Marriages are made in heaven but they need to be lived out here on earth. Marriage can be a joyous occasion – a time to make a commitment and start a new journey with your partner. However, when two become one, should your savings and investments also become one? The short answer to that is, NO. Before you get married, don’t be afraid to have ‘the talk’ with your partner and have an honest discussion about finances.

Determine combined income – today, most individuals work and earn their own money. Which means that most households are ‘double income’ homes. Have a discussion with your partner with respect to his/her monthly income while honestly disclosing yours as well. It is very important to be honest to arrive at a combined household income.

Determine expenses and liabilities – once you get married, the monthly expenses can be bifurcated into combined household expenses and individual expenses. Some of these would be discretionary in nature while some others would be non-discretionary. Estimate how much money will be spent monthly on household essentials and decided whether these expenses would be met through a combine pool of income or only one person would take the responsibility for covering these expenses. Also, share the various non-discretionary expenses that you might have in a month. Another aspect that you need to discuss is ‘liabilities’. You or your partner might have existing liabilities in the form of an education loan, a car loan or outstanding credit card payments. Honestly declare your liabilities as it is likely to impact monthly cash flows. Once you have an accurate picture of monthly income and expense, create a monthly household budget.

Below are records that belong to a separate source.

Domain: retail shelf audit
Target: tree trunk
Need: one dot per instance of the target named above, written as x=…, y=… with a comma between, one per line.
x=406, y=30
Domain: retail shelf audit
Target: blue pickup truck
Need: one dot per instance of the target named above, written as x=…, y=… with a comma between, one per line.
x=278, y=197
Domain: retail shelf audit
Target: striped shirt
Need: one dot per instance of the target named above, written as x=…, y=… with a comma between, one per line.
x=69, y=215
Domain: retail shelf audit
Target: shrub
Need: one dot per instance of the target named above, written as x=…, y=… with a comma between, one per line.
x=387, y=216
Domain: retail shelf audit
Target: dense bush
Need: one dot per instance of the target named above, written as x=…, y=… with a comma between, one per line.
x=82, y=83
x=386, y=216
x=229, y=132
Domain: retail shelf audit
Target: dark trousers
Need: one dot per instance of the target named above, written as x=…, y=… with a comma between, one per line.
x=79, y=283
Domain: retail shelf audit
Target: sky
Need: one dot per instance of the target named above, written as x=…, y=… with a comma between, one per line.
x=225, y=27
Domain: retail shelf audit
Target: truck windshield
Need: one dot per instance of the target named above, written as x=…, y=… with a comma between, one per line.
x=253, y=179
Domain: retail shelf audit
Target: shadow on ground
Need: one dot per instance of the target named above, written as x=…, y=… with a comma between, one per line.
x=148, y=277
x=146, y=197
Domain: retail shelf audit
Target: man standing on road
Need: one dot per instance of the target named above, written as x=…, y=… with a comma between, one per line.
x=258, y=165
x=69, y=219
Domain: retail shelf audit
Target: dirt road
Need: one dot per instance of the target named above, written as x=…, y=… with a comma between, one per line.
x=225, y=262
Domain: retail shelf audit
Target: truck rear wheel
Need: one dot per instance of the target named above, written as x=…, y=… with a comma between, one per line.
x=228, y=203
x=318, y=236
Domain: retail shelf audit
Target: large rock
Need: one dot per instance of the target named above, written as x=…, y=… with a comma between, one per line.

Bifurcate goals – once you get married, it is inevitable that you have shared dreams and goals. You could have short-term goals like planning a vacation or buying a car and long-term goals like saving for retirement. However, you could also have individual goals – things that you would like to achieve independently. For example, you might want to do an expensive short-term course on financial management. Saving for this goal would then become an individual priority. Bifurcate your goals, determine your contribution to the shared goals and accordingly create a financial plan.

Buy insurance – One of the biggest commitment that you make in a marriage is to take care of your partner and protect him/her from the impact of extreme circumstance. Therefore, it is imperative that you purchase a life insurance policy and nominate your partner as the beneficiary.

Marriage is life-long commitment. While it has its ups and downs, ensure that you always communicate and discuss ‘money matters’.